Il y a aussi l'afflux des candidats. Trop nombreux pour une commission d'investiture avec un nombre limité de membres. En mars dernier, dans une longue note, un membre de la CNI met en garde ses collègues sur la nécessité de rencontrer en entretien tous les candidats qui seront retenus, notamment les inconnus. Et d'ajouter :

Un entretien n'empêche pas les erreurs de casting mais il évite les "erreurs manifestes d'appréciation".

Selon un autre membre de la commission joint la veille de l'annonce des candidatures, tous ceux qui ont été choisis ont eu un entretien téléphonique et des vérifications étaient encore en cours mercredi soir notamment sur leur éligibilité.

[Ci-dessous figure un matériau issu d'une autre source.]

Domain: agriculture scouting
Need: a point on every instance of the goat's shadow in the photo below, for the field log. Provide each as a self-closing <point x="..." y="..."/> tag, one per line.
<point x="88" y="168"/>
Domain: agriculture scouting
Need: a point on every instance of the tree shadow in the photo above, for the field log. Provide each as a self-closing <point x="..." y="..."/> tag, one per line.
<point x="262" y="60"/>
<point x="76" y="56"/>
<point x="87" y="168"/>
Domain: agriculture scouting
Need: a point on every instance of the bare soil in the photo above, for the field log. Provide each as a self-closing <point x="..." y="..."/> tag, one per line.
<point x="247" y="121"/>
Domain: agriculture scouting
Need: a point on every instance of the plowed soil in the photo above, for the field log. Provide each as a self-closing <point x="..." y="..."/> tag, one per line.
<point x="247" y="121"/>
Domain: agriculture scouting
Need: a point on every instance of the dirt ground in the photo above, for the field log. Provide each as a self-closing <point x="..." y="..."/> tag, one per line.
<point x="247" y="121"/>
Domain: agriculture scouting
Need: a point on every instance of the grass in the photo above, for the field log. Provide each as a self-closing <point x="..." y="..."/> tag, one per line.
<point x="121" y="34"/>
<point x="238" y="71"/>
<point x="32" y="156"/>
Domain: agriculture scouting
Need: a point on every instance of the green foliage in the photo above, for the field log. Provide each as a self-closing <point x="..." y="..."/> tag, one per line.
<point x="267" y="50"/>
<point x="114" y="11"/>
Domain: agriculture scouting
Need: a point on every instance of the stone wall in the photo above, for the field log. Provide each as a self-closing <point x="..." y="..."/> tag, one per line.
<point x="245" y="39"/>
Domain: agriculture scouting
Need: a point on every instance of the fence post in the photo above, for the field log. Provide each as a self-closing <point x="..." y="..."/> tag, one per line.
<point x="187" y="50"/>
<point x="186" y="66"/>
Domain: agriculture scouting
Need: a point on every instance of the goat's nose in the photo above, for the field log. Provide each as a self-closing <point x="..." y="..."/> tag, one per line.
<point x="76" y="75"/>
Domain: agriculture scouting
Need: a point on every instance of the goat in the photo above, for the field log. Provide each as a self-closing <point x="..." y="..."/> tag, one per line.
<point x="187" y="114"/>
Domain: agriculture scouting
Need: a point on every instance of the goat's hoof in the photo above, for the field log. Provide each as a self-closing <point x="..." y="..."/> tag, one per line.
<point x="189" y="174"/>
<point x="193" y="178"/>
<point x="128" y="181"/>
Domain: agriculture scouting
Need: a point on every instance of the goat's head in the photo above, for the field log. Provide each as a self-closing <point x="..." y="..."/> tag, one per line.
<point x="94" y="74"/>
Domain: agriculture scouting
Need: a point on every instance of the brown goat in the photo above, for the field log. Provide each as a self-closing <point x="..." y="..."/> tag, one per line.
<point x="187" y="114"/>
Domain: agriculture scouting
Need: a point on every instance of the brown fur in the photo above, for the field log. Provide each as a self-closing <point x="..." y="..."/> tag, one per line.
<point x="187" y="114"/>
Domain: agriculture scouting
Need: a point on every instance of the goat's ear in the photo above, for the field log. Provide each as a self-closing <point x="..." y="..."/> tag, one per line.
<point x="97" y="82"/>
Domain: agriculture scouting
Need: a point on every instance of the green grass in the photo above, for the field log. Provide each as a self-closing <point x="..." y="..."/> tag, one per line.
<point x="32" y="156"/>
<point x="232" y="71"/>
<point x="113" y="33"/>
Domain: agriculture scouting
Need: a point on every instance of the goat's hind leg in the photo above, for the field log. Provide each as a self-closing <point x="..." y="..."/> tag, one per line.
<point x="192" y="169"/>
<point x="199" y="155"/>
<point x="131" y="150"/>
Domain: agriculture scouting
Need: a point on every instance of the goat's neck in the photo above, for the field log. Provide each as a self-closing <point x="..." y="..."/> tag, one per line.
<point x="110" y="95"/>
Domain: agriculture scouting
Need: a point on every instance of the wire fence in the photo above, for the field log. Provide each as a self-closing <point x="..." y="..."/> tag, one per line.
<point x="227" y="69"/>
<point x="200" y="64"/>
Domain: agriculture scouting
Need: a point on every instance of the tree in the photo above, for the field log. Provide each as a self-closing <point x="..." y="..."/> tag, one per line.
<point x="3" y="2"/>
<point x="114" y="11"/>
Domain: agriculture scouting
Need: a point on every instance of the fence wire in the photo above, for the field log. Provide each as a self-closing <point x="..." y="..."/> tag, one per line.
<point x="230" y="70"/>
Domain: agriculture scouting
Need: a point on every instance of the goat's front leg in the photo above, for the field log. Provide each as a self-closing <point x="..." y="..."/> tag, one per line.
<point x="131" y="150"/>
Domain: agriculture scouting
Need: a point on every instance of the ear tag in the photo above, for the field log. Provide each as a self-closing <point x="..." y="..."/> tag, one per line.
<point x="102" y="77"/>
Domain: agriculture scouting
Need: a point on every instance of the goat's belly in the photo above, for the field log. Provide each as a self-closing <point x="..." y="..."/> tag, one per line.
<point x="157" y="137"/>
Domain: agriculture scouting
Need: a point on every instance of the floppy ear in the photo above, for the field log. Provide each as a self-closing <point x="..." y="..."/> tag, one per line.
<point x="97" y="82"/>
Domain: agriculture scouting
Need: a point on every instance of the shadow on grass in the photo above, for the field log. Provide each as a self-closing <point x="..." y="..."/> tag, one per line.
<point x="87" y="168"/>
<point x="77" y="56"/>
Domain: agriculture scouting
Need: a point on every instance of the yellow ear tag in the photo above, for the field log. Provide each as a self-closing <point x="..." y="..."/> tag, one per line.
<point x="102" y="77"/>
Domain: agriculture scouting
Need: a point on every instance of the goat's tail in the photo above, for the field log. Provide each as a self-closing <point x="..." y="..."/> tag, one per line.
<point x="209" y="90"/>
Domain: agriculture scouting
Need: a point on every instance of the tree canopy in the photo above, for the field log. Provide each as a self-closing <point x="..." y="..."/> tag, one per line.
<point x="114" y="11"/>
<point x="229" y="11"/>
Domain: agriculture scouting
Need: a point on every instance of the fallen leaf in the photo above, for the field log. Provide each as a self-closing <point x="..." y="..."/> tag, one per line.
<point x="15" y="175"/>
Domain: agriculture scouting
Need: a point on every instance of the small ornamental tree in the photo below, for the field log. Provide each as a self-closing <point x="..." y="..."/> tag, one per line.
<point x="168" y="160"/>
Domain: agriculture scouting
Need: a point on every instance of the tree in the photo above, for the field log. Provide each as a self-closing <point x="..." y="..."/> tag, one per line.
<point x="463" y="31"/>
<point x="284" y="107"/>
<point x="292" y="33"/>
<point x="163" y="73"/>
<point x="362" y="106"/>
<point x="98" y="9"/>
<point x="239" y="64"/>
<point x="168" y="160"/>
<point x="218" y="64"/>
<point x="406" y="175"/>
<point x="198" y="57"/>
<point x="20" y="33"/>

Parfois, le processus n'est pas si ouvert que ce qui est affiché, et le mouvement a des attentes particulières concernant le profil des candidatures dans certaines circonscriptions. Contacté, le responsable d'un comité local en région parisienne indique qu'il lui a été demandé de trouver "une jeune femme issue de la diversité".

Et puis, il y a ceux dont la candidature ne sera pas retenue : la commission a conscience qu'il faut les aider à gérer leur déception et les motiver à s'investir dans la campagne à venir.

Mais d'autres mails révèlent des situations irréconciliables, comme ce courrier signé par une douzaine de membres d'un comité local, dans l'ouest parisien attirant l'attention de la commission nationale sur "le caractère très clivant" d'un candidat pressenti. On ne sait pas si c’est suite à ce courrier, mais il y a quelques jours, la candidature en question a été écartée par la CNI suite à la découverte d’une condamnation à une peine d’inéligibilité d’un an lors d’une élection précédente.

Le jeune mouvement a dû rapidement s'adapter à la réalité de la cuisine électorale, au-delà de l'exercice de communication affiché.